Rafael Lozano-Hemmer

Vocal Folds

You can see the work »Vocal Folds«. A woman stands in a darkened room and looks at a circular projection. The projection shows a gastroscopy.
Artists
Rafael Lozano-Hemmer
Title
Vocal Folds
Year
2019
Medium / Material / Technic
Projection, speakers, single-channel playback, 24’32” min. looped Text excerpt: Charles Babbage, “Ninth Chapter” (Ninth Bridgewater Treatise), 1838

»Vocal Folds« lets us peer inside the human body. An endoscopic tool equipped with a high-quality miniature camera was inserted through the noses of four speakers to record their vocal folds. The subjects are professionally trained actors, and they recite the same text: excerpts from the 1838 book »The Ninth Bridgewater Treatise« by Charles Babbage, who invented a precursor of modern computers.

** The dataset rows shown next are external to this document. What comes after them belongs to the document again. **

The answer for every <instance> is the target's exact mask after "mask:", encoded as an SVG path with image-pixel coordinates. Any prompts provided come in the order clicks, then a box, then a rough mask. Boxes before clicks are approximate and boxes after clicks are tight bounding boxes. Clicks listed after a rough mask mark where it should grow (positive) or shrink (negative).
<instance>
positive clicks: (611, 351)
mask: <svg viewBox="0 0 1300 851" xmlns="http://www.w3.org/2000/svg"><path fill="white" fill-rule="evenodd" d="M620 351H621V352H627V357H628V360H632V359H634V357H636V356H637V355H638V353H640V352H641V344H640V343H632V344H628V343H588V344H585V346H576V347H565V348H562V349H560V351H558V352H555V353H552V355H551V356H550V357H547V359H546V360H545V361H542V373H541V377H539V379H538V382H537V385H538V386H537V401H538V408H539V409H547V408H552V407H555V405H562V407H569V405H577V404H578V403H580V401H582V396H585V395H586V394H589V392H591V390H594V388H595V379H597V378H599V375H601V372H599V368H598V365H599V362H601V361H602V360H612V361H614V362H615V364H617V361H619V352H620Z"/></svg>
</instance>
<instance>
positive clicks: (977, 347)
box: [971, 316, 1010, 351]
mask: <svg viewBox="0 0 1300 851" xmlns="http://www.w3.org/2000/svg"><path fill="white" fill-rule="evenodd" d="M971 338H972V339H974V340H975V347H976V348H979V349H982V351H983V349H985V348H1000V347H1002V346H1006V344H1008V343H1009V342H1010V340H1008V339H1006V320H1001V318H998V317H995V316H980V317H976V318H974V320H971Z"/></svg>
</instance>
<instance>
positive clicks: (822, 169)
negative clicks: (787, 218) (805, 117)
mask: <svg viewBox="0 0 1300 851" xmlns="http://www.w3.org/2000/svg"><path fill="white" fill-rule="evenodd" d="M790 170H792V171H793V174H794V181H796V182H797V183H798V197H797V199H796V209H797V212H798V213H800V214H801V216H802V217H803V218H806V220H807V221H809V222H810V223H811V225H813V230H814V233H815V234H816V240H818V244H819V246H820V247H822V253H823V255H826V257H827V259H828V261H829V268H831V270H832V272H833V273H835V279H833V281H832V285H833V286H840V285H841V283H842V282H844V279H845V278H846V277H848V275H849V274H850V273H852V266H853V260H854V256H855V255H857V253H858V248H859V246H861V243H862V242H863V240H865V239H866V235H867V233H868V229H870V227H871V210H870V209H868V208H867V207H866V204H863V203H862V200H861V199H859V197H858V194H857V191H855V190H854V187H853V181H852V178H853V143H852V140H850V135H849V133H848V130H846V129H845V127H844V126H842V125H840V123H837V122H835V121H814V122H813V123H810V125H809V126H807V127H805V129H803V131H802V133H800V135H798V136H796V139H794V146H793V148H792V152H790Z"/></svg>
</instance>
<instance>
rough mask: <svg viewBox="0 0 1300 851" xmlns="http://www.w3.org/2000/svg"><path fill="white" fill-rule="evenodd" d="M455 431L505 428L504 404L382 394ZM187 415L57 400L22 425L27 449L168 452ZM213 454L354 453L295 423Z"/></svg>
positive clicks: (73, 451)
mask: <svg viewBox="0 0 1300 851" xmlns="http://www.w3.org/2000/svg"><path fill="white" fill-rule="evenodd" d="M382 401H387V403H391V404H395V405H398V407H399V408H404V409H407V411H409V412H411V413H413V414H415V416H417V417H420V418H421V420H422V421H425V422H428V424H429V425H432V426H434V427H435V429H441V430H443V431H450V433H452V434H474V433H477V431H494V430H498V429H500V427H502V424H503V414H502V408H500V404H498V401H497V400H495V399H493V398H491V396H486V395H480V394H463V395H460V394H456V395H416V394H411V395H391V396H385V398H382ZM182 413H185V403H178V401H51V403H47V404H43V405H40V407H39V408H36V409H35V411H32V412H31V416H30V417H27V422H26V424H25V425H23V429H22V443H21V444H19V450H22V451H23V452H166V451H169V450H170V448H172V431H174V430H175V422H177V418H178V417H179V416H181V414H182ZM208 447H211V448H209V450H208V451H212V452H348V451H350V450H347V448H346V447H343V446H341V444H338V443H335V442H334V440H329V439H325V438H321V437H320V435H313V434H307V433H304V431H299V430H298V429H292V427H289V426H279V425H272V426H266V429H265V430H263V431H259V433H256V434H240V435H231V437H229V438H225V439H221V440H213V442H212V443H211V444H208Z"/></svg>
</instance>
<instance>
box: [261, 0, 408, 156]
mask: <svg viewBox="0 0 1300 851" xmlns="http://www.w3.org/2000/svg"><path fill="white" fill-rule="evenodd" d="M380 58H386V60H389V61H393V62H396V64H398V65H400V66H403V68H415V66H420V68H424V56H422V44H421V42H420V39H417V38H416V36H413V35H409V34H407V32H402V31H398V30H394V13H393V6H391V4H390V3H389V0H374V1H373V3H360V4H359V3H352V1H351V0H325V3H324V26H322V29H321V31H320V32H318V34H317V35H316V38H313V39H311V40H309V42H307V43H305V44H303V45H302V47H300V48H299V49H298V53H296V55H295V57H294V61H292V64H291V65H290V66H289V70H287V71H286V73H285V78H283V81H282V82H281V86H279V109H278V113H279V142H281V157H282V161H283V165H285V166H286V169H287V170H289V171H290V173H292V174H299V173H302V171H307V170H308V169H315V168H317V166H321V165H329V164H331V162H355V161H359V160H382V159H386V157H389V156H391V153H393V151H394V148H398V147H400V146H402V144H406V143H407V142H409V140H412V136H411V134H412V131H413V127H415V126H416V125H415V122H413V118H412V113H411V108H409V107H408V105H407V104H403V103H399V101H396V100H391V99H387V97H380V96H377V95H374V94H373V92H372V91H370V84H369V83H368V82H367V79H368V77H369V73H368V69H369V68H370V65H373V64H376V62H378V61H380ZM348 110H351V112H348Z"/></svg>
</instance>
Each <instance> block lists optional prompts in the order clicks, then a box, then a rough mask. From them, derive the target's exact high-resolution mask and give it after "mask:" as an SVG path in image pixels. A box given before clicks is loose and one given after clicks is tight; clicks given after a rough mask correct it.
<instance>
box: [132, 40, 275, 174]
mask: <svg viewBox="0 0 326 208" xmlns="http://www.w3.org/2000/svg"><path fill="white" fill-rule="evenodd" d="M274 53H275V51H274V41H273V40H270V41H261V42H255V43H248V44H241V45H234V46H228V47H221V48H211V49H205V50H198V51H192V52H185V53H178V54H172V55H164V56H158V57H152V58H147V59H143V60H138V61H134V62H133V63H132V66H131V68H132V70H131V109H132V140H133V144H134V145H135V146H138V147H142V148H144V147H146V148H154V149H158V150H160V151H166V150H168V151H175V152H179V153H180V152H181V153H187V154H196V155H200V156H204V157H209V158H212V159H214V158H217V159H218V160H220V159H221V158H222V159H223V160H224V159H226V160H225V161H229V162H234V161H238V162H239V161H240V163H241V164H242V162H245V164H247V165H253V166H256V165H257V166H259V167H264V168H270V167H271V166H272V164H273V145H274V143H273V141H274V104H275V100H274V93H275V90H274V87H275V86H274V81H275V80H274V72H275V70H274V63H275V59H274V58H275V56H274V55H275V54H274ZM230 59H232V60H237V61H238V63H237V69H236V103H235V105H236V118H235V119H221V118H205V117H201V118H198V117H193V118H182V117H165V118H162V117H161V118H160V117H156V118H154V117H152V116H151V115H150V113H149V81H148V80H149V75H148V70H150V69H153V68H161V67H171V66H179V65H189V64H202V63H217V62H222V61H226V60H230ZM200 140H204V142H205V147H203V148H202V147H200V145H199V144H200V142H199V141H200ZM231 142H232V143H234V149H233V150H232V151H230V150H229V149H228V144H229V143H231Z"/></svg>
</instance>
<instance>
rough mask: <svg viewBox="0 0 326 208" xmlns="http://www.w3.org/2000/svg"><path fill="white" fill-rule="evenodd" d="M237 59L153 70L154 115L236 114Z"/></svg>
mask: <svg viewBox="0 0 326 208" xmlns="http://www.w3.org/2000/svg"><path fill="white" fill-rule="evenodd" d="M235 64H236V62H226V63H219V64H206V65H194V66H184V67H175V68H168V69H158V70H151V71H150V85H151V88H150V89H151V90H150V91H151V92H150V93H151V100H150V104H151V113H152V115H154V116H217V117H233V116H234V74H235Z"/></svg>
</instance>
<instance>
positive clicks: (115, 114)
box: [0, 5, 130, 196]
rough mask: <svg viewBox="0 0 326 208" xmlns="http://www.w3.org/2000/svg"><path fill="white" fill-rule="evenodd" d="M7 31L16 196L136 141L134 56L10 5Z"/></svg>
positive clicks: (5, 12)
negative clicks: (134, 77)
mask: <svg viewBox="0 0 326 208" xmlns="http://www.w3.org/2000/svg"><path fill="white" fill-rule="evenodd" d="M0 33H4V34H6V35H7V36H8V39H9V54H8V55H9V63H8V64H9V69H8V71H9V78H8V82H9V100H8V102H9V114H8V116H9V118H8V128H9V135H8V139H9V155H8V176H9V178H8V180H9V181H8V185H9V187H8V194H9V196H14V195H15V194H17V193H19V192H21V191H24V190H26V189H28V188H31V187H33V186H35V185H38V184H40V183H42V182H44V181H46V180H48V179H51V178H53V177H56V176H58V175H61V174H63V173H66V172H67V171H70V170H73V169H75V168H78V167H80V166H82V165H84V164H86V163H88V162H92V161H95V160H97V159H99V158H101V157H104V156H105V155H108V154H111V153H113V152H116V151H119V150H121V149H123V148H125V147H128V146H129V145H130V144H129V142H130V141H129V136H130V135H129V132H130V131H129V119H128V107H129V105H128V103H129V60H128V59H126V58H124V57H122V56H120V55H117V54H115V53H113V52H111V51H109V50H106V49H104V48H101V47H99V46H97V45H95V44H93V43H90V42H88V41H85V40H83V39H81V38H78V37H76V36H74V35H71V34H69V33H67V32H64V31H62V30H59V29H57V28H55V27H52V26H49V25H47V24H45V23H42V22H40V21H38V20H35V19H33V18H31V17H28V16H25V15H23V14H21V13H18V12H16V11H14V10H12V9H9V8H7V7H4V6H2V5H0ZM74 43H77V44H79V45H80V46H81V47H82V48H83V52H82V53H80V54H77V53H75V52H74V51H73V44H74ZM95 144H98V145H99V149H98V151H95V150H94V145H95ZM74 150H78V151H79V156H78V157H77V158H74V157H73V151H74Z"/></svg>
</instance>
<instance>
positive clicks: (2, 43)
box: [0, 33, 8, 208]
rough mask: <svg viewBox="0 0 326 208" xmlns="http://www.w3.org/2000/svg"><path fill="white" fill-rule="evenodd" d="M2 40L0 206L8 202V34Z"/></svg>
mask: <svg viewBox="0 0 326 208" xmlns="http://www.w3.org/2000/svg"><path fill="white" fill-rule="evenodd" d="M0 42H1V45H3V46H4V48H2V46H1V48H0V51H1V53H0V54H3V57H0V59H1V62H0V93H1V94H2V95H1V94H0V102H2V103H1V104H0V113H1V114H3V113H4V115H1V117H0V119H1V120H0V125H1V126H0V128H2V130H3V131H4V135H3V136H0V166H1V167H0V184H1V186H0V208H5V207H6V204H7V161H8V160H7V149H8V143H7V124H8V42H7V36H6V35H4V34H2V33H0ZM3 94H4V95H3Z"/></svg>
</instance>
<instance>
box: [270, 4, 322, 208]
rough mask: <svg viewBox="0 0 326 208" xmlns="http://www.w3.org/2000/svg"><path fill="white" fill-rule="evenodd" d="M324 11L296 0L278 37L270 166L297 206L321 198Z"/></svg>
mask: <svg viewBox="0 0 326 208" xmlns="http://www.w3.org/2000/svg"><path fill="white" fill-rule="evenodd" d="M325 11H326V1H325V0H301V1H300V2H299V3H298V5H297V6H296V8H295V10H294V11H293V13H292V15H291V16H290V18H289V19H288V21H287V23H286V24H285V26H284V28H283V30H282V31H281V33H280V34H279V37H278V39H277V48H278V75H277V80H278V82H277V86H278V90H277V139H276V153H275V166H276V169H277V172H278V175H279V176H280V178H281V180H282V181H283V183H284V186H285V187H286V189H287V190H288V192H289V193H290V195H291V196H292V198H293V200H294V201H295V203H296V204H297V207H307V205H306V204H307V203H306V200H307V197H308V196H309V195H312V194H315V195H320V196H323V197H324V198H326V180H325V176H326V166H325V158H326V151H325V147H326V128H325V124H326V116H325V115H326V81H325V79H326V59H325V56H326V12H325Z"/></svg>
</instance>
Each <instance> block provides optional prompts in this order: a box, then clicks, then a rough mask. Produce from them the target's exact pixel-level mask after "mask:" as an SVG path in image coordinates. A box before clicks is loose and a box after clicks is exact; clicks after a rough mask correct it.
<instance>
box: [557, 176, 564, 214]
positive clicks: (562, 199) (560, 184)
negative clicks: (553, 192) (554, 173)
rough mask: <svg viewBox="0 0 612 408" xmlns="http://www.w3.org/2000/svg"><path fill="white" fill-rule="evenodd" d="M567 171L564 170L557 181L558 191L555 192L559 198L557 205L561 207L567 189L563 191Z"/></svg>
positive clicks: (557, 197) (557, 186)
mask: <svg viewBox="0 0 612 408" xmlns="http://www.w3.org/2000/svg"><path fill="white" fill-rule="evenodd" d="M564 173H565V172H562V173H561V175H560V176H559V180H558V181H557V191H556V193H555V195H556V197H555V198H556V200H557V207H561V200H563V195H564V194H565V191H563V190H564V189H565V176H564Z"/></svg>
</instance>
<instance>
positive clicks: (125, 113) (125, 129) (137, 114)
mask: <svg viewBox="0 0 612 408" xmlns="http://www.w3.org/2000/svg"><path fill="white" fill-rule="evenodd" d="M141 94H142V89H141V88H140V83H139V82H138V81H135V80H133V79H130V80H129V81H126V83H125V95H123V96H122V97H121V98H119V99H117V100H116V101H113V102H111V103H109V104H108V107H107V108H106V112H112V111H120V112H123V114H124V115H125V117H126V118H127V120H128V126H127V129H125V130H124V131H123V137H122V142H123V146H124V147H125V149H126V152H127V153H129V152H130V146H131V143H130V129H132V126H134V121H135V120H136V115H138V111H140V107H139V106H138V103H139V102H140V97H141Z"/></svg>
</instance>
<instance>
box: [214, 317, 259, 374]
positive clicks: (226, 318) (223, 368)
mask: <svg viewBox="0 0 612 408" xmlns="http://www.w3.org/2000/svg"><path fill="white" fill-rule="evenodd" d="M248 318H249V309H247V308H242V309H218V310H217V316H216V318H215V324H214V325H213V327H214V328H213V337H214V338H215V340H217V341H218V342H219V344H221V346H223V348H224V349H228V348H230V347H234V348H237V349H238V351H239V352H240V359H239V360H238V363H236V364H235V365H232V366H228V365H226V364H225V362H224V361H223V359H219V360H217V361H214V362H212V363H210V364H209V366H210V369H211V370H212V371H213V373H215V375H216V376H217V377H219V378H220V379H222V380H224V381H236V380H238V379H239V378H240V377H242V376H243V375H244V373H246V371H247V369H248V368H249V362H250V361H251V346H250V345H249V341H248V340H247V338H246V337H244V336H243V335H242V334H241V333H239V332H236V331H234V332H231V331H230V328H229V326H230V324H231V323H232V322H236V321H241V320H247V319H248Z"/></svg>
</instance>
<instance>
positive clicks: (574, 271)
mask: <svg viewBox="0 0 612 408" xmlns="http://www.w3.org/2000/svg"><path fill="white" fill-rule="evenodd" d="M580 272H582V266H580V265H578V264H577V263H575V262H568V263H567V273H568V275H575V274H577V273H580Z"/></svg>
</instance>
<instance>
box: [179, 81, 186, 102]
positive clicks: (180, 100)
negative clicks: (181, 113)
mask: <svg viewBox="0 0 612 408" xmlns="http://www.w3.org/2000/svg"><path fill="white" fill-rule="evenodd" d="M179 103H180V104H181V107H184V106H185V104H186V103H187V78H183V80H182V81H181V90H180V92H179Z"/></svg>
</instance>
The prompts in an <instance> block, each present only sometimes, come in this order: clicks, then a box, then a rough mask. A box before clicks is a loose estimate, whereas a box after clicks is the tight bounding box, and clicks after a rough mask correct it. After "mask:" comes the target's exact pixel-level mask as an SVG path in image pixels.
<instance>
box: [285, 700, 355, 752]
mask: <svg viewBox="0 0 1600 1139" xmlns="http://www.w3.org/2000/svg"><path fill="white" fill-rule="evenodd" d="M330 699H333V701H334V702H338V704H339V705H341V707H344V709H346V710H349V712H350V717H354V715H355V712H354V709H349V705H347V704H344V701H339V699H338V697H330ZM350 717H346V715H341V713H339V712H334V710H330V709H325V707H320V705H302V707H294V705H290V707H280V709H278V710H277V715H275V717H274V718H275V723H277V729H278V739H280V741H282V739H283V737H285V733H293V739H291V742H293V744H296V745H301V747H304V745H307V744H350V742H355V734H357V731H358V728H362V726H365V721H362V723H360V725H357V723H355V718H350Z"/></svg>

Rafael Lozano-Hemmer’s circular laryngoscopic projection magnifies the anatomy of the human larynx. Seeing the mucous, moving hollow evokes an obscene hyperrealism, and viewers might get a sense of being addressed by a Lovecraftian monster. The recited text is an important document of so-called Natural Theology, which aimed to prove the existence of God with rational arguments and observations of nature. Babbage argues that everything that was ever said in this world remains present in the air: “The air itself is one vast library, on whose pages are for ever written all that man has ever said or woman whispered.”

Despite his use of medical technology to observe human voices, Lozano-Hemmer is not primarily interested in scientific discourse. The theo-philosophical text can be understood as a self-reference, elevating the otherwise objective images of the vocal apparatus. Art – much like Babbage’s air – serves the purpose of preserving something, of making it available for rediscovery.